After having gotten the 270 running as the TV computer with the correct display resolution, it was time to test Hulu. Fortunately, it turns out that when you are running SETI/BOINC within the same user account on Windows XP, BOINC scales back beautifully and Hulu had no problems at all playing back episodes of The Cleveland Show as well as Family Guy and later on in the night, Glee.

The only problem I forsee is that Glenn has still got it in his head for what ever reason that SETI causes buffering problems for videos he may want to see, and is therefore still on a crusade to shut down SETI every time he uses the machine. However, based on what I've seen so far, it does look as though he's now a bit more mindful of the fact that he needs to turn SETI back on, so I am not sure about whether or not to worry about this behavior. It may even just be that he's interested in seeing the work units in progress, but I'll maybe bring it up at some point to just make sure.

And so the question then is what is Flatdell up to? I let it finish all of its SETI units and then worked on deciding what to do with it. Right now, just so I can get something else installed, it is running a single pass with Acronis Drive Cleanser, writing zeros to both of the 750gb hard disks.

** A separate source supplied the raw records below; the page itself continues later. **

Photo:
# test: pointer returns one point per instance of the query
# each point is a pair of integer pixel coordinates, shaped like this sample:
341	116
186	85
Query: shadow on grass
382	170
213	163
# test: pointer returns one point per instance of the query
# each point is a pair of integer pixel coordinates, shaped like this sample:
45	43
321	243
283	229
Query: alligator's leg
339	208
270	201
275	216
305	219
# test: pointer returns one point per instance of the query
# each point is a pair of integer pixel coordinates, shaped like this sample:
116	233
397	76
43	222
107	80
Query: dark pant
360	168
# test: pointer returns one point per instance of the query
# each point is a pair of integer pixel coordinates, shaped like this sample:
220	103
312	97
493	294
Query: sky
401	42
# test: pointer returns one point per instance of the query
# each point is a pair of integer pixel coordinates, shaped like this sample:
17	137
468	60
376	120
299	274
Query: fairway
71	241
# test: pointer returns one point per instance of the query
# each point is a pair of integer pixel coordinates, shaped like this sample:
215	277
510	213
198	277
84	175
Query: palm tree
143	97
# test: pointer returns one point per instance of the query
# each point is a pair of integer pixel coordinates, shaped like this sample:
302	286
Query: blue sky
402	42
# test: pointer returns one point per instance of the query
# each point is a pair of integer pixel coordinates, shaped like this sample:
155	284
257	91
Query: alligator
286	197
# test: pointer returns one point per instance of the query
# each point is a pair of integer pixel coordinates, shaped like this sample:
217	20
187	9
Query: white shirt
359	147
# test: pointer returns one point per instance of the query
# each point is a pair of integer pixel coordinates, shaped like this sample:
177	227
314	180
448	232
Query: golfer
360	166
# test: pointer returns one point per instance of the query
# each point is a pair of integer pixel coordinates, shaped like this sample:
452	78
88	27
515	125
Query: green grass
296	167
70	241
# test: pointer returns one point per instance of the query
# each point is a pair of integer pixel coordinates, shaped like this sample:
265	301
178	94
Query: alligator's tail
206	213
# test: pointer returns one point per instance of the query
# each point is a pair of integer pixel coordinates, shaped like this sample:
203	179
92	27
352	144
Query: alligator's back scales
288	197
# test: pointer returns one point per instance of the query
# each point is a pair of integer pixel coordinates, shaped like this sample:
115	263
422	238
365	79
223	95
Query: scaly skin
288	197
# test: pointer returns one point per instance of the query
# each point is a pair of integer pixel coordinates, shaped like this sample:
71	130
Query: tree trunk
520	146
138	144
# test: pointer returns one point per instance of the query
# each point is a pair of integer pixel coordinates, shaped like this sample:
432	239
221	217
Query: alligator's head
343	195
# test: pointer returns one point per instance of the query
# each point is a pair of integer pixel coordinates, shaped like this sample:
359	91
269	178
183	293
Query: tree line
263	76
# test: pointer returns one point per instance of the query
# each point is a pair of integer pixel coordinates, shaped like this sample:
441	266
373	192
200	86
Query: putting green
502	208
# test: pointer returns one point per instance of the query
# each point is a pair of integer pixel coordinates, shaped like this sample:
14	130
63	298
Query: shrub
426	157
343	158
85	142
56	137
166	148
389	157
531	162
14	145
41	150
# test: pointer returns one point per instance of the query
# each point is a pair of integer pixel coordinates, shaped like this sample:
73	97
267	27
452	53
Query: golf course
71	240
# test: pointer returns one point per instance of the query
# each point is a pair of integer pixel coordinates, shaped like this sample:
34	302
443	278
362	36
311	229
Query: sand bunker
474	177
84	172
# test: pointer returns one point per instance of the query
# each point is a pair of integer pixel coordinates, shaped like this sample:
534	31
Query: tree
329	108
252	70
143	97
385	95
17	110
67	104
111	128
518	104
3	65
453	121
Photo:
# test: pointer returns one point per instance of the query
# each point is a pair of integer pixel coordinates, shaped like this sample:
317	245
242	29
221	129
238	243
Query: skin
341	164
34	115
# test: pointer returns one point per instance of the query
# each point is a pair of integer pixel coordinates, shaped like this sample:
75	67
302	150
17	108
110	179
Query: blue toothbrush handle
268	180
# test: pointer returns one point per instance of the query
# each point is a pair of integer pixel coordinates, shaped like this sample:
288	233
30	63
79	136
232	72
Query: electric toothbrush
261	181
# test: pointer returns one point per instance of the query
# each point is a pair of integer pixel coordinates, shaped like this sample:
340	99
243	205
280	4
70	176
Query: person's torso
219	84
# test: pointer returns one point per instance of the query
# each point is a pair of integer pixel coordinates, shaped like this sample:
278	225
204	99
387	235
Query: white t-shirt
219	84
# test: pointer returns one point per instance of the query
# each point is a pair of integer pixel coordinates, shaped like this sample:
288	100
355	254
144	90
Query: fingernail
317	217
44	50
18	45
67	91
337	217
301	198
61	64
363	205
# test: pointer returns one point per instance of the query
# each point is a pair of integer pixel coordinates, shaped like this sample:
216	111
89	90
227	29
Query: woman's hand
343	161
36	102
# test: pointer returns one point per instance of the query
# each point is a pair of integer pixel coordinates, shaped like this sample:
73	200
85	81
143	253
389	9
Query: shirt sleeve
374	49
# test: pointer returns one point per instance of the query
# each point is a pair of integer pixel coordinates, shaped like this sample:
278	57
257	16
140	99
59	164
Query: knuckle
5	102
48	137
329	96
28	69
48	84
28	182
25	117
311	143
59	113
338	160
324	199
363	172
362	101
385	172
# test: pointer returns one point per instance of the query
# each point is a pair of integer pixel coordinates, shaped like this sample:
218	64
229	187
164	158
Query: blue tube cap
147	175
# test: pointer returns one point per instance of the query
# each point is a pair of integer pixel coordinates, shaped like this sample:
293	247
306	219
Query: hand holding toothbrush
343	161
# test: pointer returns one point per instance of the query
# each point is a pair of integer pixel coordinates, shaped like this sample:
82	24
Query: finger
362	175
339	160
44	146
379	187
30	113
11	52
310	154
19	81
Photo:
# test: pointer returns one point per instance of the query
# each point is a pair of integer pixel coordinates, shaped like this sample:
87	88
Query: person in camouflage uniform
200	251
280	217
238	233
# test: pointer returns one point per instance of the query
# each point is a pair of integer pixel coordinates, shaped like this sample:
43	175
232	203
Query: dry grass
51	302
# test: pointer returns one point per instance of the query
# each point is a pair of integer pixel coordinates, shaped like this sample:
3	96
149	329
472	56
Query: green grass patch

The next thing I am going to do, for right now, is probably just install the original Dell copy of Windows Vista Home Premium. I may even hook up the TV tuner and see how well that works out, but ultimately my goal is to get it running again with something interesting, which I think in this case really does just mean Mac OS X. I've already spoken to a friend who has said it should be fine for me to borrow his Snow Leopard disc. If that works fairly well, I will probably use Snow Leopard on the machine for what I am going to call "the forseeable future" which essentially means "until I get a real Mac."

My definition of "works fairly well," it's worth noting, will be that it works better than it did on the T42p, with a fairly minimal amount of glitches. Save for the fact that I'll probably be unable to run Apple's updates, I would actually really like it if it ran just about as well as a real Mac would. A pipe dream, yes, mostly unattainable, also yes, but it would be nice anyway.